A TUMULTUOUS RELATIONSHIP
King and Ajbschitz met at a music festival in 2009 and soon after started dating.
During the murder trial the court heard the relationship was volatile, with King responsible for a number of violent outbursts towards Jazmin.
The night before her murder, they spent the night together before Jazmin returned home the following morning. The pair then exchanged a number of text messages during the day.
Consistent with their relationship, the messages displayed the volatile tendencies of King, eventually leading to Ajbschitz seemingly deciding to end things.
King, who was on parole, then smoked ice before angrily calling Jazmin.
A friend, who heard the phone conversation on loud speaker, gave evidence that King threatened Jazmin, telling her: “I’m going to f***ing kill you. Wait until I see you. You don’t know what I can do”.
“You think I’m joking ... I’ll kill you and then anybody else that you’re with”.
Jazmin’s mum, staying in Perth for work, had told her over the phone she would be safe in their locked building but warned her to barricade the apartment door just in case.
A FATAL MISTAKE
King and two friends then drove into the city from his home in Campbelltown, having smoked more ice on the way, Jazmin came down to talk to him through the locked glass doors of the building.
CCTV footage captured the tragic final moments of the teenager’s life and showed the fatal mistake she made letting King inside the security building where she lived.
It was the last time she was seen alive.
About 26 minutes later King was captured on CCTV returning to the foyer alone, his jumper hood pulled over his head and his sleeves pulled down over his hands.
Neighbours reported hearing thudding noises from Jazmin’s apartment, another describing the sound as a ‘slow thump’. This went on for about three minutes.
When Jazmin’s body was discovered in the Ultimo apartment her mum owned, police found a scene of a frenzied and sustained assault.
Blood was splashed over the walls and on the carpet in multiple rooms and furniture had been upturned. King had repeatedly and viciously stomped and kicked her to death.
Goold said King’s almost immediate remorse was evident when he tried to get help for Jazmin who lay dying from injuries to almost every inch of her body.
“He tried to call for an ambulance with a friend but he was still so off his face he didn’t know what he was doing,” he said.
King had in fact got a friend to call for paramedics but in his psychotic state had got the address to the apartment wrong.
An ambulance never arrived.
A TROUBLED CHILDHOOD
King’s parents separated when he was three years old after his father attempted to drown him.
Despite this incident, and King and his mother moving away, his father made a number of attempts to gain custody.
Leaving school at the age of 15, King worked various labouring jobs.
Drugs had a major impact on his life. He first began using drugs as a teenager, smoking ice for the first time at 18. It was at this point that King had a son. He maintained contact with the boy until he murdered Jazmin. He has since indicated his desire to be a father but has had little or no contact with his son since the violent attack.
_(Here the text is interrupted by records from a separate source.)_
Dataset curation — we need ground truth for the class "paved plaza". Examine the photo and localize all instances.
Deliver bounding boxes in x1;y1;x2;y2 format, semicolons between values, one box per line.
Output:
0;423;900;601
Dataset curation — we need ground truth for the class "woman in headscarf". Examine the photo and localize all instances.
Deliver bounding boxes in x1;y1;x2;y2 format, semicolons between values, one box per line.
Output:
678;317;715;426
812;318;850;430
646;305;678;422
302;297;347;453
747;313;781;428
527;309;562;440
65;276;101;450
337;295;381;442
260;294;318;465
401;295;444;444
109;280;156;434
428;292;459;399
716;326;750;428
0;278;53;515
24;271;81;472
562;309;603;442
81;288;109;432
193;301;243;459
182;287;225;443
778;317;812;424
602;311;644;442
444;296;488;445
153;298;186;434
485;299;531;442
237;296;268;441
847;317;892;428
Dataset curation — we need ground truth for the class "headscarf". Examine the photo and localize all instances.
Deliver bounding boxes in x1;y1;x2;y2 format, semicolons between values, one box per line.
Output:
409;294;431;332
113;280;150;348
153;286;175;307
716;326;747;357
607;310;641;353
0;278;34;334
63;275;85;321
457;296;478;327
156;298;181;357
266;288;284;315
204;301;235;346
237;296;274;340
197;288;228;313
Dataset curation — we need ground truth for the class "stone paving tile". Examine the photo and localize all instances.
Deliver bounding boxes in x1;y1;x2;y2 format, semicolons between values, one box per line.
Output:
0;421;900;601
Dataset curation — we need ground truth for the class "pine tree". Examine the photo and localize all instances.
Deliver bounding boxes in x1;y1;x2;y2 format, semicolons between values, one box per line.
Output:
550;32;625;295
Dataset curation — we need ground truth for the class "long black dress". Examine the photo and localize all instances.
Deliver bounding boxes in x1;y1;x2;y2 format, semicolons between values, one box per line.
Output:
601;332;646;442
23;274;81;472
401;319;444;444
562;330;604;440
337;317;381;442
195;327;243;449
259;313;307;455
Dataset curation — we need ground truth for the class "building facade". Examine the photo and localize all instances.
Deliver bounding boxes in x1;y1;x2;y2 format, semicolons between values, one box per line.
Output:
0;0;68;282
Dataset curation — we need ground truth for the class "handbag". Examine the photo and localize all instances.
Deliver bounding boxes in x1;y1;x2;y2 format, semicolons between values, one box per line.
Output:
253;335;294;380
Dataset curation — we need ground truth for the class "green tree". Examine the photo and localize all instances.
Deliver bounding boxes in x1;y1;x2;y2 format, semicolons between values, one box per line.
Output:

While Justice Bellew found that King was remorseful after the attack he handed down a non-parole sentence of 25 years and six months.
The jury rejected King’s his claim that he was so high on ice that he was unable to form the intent to kill.
King subsequently appealed but the case was dismissed by the NSW Court of Criminal Appeal.
In his four decades as an lawyer, Mr Goold said he had only one other murder case that had resulted in such a harsh sentence.
“King’s sentence was above the standard non-parole period of 20 years meaning Justice Bellow believed the attack to be more brutal than usual,” Mr Goold said.